It suggests that clients should routinely specify in contracts that all workers should have company accident and life insurance in place.
The campaign has been sparked by the death last week of a 55-year-old demolition worker at Longannet power station in Scotland. At the time of his death he was working for Brown & Mason.
Although Brown & Mason described the worker as a ‘valued member’ of its team and the company was registered with the B&CE (the not for profit organisation which provides benefits and pensions to the construction industry), Unite understands that the man had not been registered by Brown & Mason for accident and life cover benefit.
Under B&CE’s accident and life cover scheme’s standard rate, if a member dies at work their family receives £80,000; if they die while not at work the benefit is £40,000. The scheme, which is paid for by the employer, costs £1.49 a week.

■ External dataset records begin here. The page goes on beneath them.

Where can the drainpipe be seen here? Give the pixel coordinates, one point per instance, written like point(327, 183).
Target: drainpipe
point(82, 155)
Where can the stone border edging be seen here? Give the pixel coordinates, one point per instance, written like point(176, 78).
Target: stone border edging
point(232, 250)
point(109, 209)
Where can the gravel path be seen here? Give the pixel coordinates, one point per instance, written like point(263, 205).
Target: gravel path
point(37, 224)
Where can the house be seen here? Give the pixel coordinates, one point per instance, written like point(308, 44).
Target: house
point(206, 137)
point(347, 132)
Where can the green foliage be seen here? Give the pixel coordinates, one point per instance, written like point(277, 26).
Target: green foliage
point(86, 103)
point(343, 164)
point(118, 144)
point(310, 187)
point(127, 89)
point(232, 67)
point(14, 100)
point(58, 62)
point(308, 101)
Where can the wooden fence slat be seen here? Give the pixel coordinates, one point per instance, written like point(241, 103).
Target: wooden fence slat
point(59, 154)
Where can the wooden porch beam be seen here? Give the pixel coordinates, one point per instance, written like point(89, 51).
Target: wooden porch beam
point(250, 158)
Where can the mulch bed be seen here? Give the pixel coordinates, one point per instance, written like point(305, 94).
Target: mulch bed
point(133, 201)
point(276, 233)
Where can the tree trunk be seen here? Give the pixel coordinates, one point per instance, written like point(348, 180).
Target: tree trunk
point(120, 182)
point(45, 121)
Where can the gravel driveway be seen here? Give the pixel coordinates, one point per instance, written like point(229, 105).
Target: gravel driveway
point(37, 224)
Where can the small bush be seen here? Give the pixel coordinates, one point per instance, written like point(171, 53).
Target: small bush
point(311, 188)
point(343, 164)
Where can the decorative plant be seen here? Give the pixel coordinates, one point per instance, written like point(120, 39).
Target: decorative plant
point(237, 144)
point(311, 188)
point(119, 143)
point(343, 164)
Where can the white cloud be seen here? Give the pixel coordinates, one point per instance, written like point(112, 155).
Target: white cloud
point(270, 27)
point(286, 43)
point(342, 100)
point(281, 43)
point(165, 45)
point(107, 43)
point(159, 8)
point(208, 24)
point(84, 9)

Unite wants all workers in the construction industry to be covered by the B&CE scheme or an equivalent scheme regardless of their employment status.
Unite national officer for construction Jerry Swain said: “This was a terrible tragedy and our first thoughts must be with the victim’s family. While no amount of money can ever compensate for losing a loved one, if workers are part of the B&CE scheme, it at least means that the family grieving the loss of a loved one, will have one less thing to worry about.
“It is essential that clients and major contractors take action to ensure that all workers are covered by the B&CE scheme regardless of who engages them or the employment status they are given. Deaths and serious injuries remain all too common in the construction industry, with nearly one worker a week losing their lives; this is a real problem, rather than a theoretical issue.
“The question of whether all workers on a site will be enrolled onto the B&CE scheme should be one of the first asked when clients are awarding contacts, companies that answer no should simply not be allowed to operate in construction.
“The failure to enrol workers onto the scheme is unacceptable to Unite and must become unacceptable to the industry in the same way that having the correct PPE [personal protective equipment] is.”